As it turned out, Lockhart’s next patient was scheduled for a follow-up for a partial hysterectomy. She came in on a cane -- her knee so painful that she could barely walk, she said. 

Lockhart and her staff spent about half of the 30 minutes researching the knee pain to before finally identifying it as a fluid-filled cyst.

But that’s OK, said Lockhart, who’s working off part of $244,000 in student debt seven years after finishing at Michigan State University and then Wayne State University’s School of Medicine.

Her heart, she said, was drawn to this stretch along northwest Detroit, where patients’ medical issues are entangled in the kinds of social determinants found in federally-qualified health centers -- a lack of transportation and insurance, complex family dynamics, a dearth of healthy eating options and places to exercise.

Lockhart, now a mother of four, grew up around here and completed her residency at nearby Ascension Providence Hospital in Southfield.

Right out of med school, she tried to open her own practice, hiring staff, paying leases and purchasing equipment, but she had to pick up a second job to make ends meet, she said.
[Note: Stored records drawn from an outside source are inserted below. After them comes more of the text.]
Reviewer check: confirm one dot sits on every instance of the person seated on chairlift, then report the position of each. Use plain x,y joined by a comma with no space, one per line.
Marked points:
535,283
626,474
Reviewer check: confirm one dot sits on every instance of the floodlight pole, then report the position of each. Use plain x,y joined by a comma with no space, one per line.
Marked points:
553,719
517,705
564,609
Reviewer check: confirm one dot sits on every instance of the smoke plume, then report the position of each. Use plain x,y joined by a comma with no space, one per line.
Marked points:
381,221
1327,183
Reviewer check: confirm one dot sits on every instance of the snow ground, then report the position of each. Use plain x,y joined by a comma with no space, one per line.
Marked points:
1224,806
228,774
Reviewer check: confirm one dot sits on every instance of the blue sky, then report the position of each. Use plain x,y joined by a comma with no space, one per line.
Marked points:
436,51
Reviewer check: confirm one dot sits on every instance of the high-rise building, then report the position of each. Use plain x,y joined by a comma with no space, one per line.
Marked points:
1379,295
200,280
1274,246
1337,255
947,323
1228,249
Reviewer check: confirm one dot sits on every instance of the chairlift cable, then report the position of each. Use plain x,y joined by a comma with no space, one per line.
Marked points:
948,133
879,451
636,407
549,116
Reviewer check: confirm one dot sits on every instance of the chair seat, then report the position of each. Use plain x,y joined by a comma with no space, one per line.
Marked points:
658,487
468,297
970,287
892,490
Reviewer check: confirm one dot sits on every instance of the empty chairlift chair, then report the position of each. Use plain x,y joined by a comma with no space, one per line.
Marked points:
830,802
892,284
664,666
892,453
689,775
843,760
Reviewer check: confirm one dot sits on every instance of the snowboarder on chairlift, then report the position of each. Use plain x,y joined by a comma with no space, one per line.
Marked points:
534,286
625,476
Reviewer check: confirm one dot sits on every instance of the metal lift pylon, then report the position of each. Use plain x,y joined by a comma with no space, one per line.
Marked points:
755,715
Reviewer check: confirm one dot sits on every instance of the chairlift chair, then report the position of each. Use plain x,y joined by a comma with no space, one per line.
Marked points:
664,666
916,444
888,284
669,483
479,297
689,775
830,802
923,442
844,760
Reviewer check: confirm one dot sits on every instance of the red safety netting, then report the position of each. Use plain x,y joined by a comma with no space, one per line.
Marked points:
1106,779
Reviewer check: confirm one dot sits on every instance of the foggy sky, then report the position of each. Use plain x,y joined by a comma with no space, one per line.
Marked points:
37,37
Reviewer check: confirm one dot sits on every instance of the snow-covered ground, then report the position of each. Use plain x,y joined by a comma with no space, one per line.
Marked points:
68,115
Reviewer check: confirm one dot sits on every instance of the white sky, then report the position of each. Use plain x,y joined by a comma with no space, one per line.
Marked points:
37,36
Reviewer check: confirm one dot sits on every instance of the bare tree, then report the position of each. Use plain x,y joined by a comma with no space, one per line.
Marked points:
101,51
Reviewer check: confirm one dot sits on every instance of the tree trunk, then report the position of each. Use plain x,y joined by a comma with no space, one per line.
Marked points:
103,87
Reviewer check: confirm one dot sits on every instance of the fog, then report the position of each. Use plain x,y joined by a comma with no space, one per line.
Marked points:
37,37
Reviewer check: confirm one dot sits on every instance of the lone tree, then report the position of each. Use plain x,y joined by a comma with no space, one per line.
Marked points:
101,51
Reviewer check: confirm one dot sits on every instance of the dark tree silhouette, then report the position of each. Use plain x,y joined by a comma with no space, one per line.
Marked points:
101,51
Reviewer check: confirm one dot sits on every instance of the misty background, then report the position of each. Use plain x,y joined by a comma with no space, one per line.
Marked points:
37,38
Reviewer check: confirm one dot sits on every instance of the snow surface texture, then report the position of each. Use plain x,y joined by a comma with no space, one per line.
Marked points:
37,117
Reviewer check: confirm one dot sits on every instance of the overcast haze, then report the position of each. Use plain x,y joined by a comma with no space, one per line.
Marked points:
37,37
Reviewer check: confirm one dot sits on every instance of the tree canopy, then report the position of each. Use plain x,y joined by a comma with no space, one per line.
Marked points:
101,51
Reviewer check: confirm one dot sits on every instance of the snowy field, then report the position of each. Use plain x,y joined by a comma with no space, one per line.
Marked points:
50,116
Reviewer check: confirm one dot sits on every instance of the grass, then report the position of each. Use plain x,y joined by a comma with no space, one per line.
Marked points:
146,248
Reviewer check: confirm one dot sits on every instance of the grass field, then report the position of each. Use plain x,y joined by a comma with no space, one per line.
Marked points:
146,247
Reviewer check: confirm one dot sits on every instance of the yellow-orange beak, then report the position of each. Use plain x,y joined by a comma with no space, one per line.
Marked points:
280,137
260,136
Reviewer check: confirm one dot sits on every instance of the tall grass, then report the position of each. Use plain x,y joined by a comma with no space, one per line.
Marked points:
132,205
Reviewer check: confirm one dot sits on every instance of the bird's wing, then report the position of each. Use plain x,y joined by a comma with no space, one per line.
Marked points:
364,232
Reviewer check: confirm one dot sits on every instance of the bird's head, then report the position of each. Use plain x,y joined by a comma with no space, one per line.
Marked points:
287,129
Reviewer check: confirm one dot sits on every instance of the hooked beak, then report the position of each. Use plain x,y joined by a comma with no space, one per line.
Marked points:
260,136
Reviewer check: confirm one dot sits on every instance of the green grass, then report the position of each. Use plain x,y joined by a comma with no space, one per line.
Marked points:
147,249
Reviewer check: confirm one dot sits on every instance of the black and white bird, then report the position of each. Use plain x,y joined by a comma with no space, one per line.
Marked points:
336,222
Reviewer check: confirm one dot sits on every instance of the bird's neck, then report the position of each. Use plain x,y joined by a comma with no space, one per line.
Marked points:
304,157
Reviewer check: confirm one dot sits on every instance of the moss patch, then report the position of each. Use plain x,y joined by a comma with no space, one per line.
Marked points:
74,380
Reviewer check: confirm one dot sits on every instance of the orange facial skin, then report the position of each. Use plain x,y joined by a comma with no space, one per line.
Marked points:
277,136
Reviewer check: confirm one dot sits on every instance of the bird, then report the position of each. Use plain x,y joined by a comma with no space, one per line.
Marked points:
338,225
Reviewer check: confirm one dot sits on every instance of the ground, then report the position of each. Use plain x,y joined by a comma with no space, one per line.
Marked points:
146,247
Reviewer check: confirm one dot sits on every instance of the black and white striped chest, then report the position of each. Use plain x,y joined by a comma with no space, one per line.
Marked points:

“So while my heart might may be there to care for anybody that walks through the door is just not sustainable,” Lockhart said.

Several years ago, she began looking for alternatives, landing four job offers, including one from the Wellness Plan. It was the promise of loan repayment through Wellness that made her decision easy.

She said she’s never regretted it. The loan repayment plan not only returned her family life to her and made her career sustainable, it has offered a black female doctor in an area where, for some patients, medical care is sporadic and even mistrusted, she said.

“Nobody wants to feel like they're part of a patient mill. And I'm sitting down with them, looking them in the eye, and holding their hand, giving them a tissue when they're crying,” she said. “That changes the doctor-patient interaction. And I think that there's something within me that drew me to want to do this.”

Debt loan repayment programs for doctors, she said, provides underserved “trained clinicians and not be just stuck with the subpar. That’s the beauty of it for me and for the patient.”